Денщик рубил огонь, Щербинин ощупывал подсвечник.
– Ах, мерзкие, – с отвращением сказал он.
При свете искр Болховитинов увидел молодое лицо Щербинина со свечой и в переднем углу еще спящего человека. Это был Коновницын.
Когда сначала синим и потом красным пламенем загорелись серники о трут, Щербинин зажег сальную свечку, с подсвечника которой побежали обгладывавшие ее прусаки, и осмотрел вестника. Болховитинов был весь в грязи и, рукавом обтираясь, размазывал себе лицо.
– Да кто доносит? – сказал Щербинин, взяв конверт.
– Известие верное, – сказал Болховитинов. – И пленные, и казаки, и лазутчики – все единогласно показывают одно и то же.
– Нечего делать, надо будить, – сказал Щербинин, вставая и подходя к человеку в ночном колпаке, укрытому шинелью. – Петр Петрович! – проговорил он. Коновницын не шевелился. – В главный штаб! – проговорил он, улыбнувшись, зная, что эти слова наверное разбудят его. И действительно, голова в ночном колпаке поднялась тотчас же. На красивом, твердом лице Коновницына, с лихорадочно воспаленными щеками, на мгновение оставалось еще выражение далеких от настоящего положения мечтаний сна, но потом вдруг он вздрогнул: лицо его приняло обычно спокойное и твердое выражение.
– Ну, что такое? От кого? – неторопливо, но тотчас же спросил он, мигая от света. Слушая донесение офицера, Коновницын распечатал и прочел. Едва прочтя, он опустил ноги в шерстяных чулках на земляной пол и стал обуваться. Потом снял колпак и, причесав виски, надел фуражку.
– Ты скоро доехал? Пойдем к светлейшему.
Коновницын тотчас понял, что привезенное известие имело большую важность и что нельзя медлить. Хорошо ли, дурно ли это было, он не думал и не спрашивал себя. Его это не интересовало. На все дело войны он смотрел не умом, не рассуждением, а чем то другим. В душе его было глубокое, невысказанное убеждение, что все будет хорошо; но что этому верить не надо, и тем более не надо говорить этого, а надо делать только свое дело. И это свое дело он делал, отдавая ему все свои силы.
Петр Петрович Коновницын, так же как и Дохтуров, только как бы из приличия внесенный в список так называемых героев 12 го года – Барклаев, Раевских, Ермоловых, Платовых, Милорадовичей, так же как и Дохтуров, пользовался репутацией человека весьма ограниченных способностей и сведений, и, так же как и Дохтуров, Коновницын никогда не делал проектов сражений, но всегда находился там, где было труднее всего; спал всегда с раскрытой дверью с тех пор, как был назначен дежурным генералом, приказывая каждому посланному будить себя, всегда во время сраженья был под огнем, так что Кутузов упрекал его за то и боялся посылать, и был так же, как и Дохтуров, одной из тех незаметных шестерен, которые, не треща и не шумя, составляют самую существенную часть машины.

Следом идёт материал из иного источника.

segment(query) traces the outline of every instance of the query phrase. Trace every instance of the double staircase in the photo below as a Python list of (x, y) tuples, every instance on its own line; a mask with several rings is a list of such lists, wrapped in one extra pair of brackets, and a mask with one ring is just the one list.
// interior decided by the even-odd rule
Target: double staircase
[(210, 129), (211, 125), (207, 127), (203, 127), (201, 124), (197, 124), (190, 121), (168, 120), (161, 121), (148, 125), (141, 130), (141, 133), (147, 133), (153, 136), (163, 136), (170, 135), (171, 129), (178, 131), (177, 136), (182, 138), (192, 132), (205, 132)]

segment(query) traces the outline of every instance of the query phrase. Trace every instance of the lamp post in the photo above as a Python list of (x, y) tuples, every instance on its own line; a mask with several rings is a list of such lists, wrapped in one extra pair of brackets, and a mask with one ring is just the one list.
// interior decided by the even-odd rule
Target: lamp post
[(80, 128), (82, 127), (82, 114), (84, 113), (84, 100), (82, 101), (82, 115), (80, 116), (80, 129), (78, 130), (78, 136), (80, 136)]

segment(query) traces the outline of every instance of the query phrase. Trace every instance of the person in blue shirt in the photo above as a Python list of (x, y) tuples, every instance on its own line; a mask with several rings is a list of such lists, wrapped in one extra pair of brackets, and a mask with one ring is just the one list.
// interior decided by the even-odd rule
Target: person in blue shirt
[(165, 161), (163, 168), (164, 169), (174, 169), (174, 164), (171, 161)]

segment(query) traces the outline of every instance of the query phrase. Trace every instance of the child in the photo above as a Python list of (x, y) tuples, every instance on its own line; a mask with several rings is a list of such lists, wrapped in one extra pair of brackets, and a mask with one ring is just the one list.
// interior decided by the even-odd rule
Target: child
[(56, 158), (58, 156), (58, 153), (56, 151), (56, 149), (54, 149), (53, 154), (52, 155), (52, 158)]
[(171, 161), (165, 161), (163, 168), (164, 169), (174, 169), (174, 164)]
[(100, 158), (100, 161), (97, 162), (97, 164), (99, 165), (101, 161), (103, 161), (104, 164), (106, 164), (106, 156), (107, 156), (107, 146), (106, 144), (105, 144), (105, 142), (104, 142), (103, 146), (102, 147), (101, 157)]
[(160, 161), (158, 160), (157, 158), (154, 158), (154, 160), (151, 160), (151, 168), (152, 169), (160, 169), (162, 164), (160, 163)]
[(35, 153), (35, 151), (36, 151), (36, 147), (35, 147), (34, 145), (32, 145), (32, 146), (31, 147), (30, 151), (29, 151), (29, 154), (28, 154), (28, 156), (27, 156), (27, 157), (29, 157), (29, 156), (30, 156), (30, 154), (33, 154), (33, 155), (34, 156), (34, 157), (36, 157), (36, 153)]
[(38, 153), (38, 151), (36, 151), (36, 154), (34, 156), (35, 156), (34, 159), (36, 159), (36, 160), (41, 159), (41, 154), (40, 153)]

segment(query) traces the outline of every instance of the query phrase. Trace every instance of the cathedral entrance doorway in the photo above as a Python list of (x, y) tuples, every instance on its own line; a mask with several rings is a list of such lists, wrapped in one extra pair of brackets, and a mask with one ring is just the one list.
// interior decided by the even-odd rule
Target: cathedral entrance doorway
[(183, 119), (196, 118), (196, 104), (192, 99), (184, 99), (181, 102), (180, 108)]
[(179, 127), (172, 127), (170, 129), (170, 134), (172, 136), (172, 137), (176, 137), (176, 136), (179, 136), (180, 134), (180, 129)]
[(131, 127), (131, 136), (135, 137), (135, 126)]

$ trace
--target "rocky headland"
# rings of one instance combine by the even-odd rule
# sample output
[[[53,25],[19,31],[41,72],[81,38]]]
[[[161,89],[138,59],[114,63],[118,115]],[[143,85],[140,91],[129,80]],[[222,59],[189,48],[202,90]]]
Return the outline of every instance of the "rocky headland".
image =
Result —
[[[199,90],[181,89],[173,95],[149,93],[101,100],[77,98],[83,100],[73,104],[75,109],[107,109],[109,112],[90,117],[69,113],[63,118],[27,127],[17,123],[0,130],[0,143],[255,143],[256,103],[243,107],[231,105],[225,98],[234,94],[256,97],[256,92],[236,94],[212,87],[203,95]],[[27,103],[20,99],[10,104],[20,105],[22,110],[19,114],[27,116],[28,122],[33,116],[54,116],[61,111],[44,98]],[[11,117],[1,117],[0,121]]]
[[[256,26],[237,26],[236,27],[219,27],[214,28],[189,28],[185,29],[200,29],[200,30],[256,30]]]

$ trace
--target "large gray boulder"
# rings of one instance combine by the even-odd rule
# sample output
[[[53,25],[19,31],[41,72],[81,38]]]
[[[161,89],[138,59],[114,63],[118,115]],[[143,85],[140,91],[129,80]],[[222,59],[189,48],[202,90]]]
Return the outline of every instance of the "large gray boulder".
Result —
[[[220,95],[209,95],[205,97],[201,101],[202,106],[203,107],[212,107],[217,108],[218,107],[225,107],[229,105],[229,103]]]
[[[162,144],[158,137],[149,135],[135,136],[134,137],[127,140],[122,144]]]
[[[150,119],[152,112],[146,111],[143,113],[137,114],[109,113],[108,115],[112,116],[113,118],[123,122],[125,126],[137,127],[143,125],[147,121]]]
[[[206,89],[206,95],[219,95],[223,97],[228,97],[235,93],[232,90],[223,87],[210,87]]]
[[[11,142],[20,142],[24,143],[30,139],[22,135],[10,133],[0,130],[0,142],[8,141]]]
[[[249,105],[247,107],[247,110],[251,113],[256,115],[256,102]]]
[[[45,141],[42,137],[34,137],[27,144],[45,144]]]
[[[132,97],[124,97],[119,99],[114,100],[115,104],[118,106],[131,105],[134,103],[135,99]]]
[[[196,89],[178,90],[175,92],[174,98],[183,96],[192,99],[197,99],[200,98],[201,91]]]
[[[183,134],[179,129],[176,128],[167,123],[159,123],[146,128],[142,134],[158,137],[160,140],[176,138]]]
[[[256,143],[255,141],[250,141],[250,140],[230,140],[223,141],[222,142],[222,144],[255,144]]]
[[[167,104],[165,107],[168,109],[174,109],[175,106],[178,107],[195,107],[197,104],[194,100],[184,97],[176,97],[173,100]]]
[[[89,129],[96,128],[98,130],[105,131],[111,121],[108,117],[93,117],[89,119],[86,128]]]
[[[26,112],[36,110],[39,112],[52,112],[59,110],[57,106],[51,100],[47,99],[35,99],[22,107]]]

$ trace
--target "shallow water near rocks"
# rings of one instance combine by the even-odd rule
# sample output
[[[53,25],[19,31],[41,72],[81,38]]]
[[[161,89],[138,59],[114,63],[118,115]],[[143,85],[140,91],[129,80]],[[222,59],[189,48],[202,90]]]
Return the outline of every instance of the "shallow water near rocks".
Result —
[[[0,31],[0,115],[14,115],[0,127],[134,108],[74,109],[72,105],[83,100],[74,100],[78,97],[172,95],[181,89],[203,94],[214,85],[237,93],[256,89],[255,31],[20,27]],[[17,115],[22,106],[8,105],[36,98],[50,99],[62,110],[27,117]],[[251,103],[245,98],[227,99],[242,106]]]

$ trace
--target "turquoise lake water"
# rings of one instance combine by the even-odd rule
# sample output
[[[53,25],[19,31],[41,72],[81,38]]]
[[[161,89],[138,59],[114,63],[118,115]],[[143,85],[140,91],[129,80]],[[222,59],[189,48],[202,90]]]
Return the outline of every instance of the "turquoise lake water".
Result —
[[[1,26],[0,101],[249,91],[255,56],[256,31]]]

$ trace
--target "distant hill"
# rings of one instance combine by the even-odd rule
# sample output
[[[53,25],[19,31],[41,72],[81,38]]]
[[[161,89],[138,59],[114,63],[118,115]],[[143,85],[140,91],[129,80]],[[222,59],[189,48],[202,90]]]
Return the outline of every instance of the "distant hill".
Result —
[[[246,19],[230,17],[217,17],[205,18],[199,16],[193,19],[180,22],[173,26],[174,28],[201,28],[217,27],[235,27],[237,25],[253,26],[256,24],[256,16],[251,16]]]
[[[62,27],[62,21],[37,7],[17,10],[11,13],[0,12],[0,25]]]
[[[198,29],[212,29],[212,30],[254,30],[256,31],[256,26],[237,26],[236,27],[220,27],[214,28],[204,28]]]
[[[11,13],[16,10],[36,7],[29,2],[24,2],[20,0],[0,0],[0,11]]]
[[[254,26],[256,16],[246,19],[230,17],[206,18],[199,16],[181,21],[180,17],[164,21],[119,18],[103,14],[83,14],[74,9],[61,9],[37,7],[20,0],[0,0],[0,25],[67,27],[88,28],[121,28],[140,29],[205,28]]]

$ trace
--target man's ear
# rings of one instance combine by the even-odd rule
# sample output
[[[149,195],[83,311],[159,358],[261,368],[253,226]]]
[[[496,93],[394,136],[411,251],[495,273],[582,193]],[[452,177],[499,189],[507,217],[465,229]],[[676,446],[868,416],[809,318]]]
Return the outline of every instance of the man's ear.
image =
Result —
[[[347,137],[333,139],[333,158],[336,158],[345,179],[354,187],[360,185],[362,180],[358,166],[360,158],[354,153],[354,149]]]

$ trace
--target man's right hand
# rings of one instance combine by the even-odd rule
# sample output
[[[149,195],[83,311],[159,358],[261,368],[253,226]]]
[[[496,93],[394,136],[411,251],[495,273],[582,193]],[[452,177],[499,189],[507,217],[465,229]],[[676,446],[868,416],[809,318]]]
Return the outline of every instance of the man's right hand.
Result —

Выходя из избы в сырую, темную ночь, Коновницын нахмурился частью от головной усилившейся боли, частью от неприятной мысли, пришедшей ему в голову о том, как теперь взволнуется все это гнездо штабных, влиятельных людей при этом известии, в особенности Бенигсен, после Тарутина бывший на ножах с Кутузовым; как будут предлагать, спорить, приказывать, отменять. И это предчувствие неприятно ему было, хотя он и знал, что без этого нельзя.